Halberdachtes von HENMAN – Fünfte Jahreszeit

Jahreszeit: Ein jedes Jahr zur selben Zeit, kaum Schneeglöckchen im Wiesenkleid, macht sich ein dumpfer Trupp bereit, auf das man Schabernack schalmeit. Die Witze alt, die Gäste dicht,
man grinst sich blöd ins Angesicht, wenn vorne so ein Seppel spricht, und wieder mal ein Tusch losbricht. Dann hakt man sich beim Nebenmann, schön an die Ellenbeuge ran, schon wird mit Schunkeln angefang´n, willkommen in Absurdistan.

Auch wenn er es wahrscheinlich nicht gerne hört und vermutlich sogar abstreiten wird, aber im internationalen Vergleich ist der Deutsche doch schon eher der Typ mit dem Stock im
Arsch. Der Streber im Rollkragenpulli, der den Lehrer fragt, wann die Hausaufgabenkontrolliert werden. Immer alles hübsch nach Handbuch. Daher ist sogar der Exzess außerordentlich gut durchorganisiert. Schließlich ist Planung alles. Selbst wenn es um eine Veranstaltung geht, die eine recht durchschaubare Daseinsberechtigung hat. So ist also sogar
der Karneval in seinem Ablauf streng geregelt, obwohl er eigentlich auch nur eine weitere Ausrede zum Saufen ist. Und dann besoffen zu vögeln.

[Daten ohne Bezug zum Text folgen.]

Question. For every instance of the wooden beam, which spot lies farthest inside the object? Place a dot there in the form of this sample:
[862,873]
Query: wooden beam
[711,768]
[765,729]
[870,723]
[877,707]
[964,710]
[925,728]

Da jeder vorher schon weiß, dass die ganze Sache in komatöser Peinlichkeit endet, verkleidet man sich auch. Als Alibi und gewissermaßen Tarnung. Heute bist du mal nicht der Klaus-Dieter von der Tankstelle, sondern eben ein leicht übergewichtiger Cowboy mit etwas zu kleiner Lederimitatsweste. Heute bist du mal nicht die Bärbel von der Aldikasse, sondern eine nuttige Krankenschwester mit Plastikstethoskop. Das sind jedoch nicht nur Verkleidungen. An diesem Abend seid ihr gänzlich andere Menschen und damit für eure Entscheidungen nicht verantwortlich zu machen. Also könnt ihr ruhig darüber lachen, wenn das „Männerballet“ auftritt. Mittelalte Herren mit Vollbärten und Halbglatzen, die ihre Bierranzen in engst­anliegenden Stretch wuchten und ihre Fortpflanzungszone nur unzureichend mit einem Tutu abdecken. Dann wird ungelenk und asynchron zu Schwanensee über die Bühne gestolpert. Frohsinn, Frohsinn, Schelmerei.

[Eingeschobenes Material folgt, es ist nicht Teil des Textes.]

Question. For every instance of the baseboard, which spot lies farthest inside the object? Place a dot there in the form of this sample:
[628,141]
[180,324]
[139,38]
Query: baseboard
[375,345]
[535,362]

Wer vorher nicht dumm genug war diesem Schwachfug zu applaudieren, hat hoffentlich schon ein paar Underberg/Red Bull intus. Schließlich ist das heute egal. Zicke Zacke Hühnerkacke. Noch ein Kurzer. Zur Mitte, zur Titte, zum Sack. Noch ein Doppelter. Und dann der Tischnachbarin mal unverbindlich das Gesäuge abtasten. Ihrer gespielten Entrüstung weißt du geschickt mit einem Fingerzeig auf das Namensschild an deiner Brust auszuweichen. „Buseninspektor“ hast du dort niedergeschrieben und damit gleichzeitig alle Rechte und Pflichten dieser verantwortungsvollen Position übernommen. Glücklicherweise kannst du das auch der, eben schon mal testweise inspizierten, Nachbarin glaubhaft versichern. Zehn Minuten später wackelt der Garderobenständer rhythmisch mit, während ihr beide dahinter die natürliche Selektion herausfordert. Grinsend schlussfolgern die Anwesenden, dass hier kein lokal streng begrenztes Erdbeben die Mäntel zum Schwingen bringt. „Ich glaub ́ mein Hamster bohnert!“, sagt einer. „Ne ne “, antwortet ihm ein Anderer, „ich glaube das sind Jochen und Christina“. Ansonsten beachten sie das Geschehen nicht weiter. Schließlich ist heute ja Karneval.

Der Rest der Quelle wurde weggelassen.